There's a short film making the rounds that captures this perfectly -- an employee uses AI to generate the quarterly results his whole department was working on, and instead of being promoted, he gets fired: https://youtu.be/O5FFkHUdKyE

The simplicity penalty is even worse when the simplification comes from AI. It's not just "you made us look bad" -- it's "you made our entire team look unnecessary."

easton 8 hours ago|
What's going on here? There's a AI generated song in a youtube video, but it was posted yesterday and this bot is here today. Did someone have future sight of what today's HN post was going to be?
jppope 9 hours ago||
The article's point is sound, but its missing a key component. People who build simpler systems are capable of getting more done - the build takes less, the maintenance takes less, etc. So when the engineer choosing simplicity is looking to get promoted they might have 3 or 4 bullet points to their name instead of 1.

Of course, over-simplification is the wrong decision some times, the same as abstraction and complexity is the wrong decision some times...

Your shortcut for promotion is generally building value for the company, but people need to remember that promotions support the business and they aren't free to the company.

saulpw 9 hours ago|
Unfortunately, no, simpler systems often take longer to create.

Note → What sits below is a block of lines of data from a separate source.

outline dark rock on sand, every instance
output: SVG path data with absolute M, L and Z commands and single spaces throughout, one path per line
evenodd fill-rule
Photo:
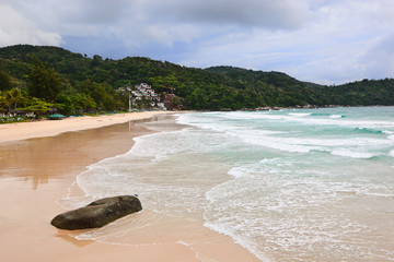
M 141 210 L 141 202 L 134 195 L 106 198 L 94 201 L 84 207 L 57 215 L 50 224 L 61 229 L 102 227 Z

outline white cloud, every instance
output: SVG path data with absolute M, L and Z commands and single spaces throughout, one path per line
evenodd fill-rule
M 0 5 L 0 46 L 15 44 L 58 46 L 61 36 L 39 29 L 33 22 L 23 17 L 8 5 Z

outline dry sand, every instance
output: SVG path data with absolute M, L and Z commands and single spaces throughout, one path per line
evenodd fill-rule
M 78 174 L 103 158 L 126 153 L 134 136 L 151 132 L 139 124 L 108 124 L 151 116 L 127 114 L 0 126 L 1 261 L 257 261 L 231 238 L 199 223 L 158 224 L 137 236 L 141 243 L 149 243 L 142 246 L 81 241 L 73 238 L 76 231 L 49 224 L 65 212 L 56 201 L 68 194 Z M 27 138 L 37 139 L 22 140 Z M 143 219 L 146 215 L 149 212 L 136 217 Z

It's always easiest to just add some janky widget hanging off the side, than to rejigger the whole system to be simpler. It's like the Pascal quote: "I have made this longer than usual because I have not had time to make it shorter."

They take less to review and maintain etc, but the credit for those positives aren't assigned to the original engineer. Which is the point of the article.

mattbillenstein 7 hours ago|
Extends to the extreme levels of SaaS-ification of fairly basic app functionality as well.

It's often simpler to build something you know than to integrate a 3rd party service, but it's highly frowned upon by a lot of devs and management.

Auth and analytics are things I'm thinking of - we have good tools to build these in-house. Also just running a database - never seen so many people afraid of installing postgres and a cronjob to back it up.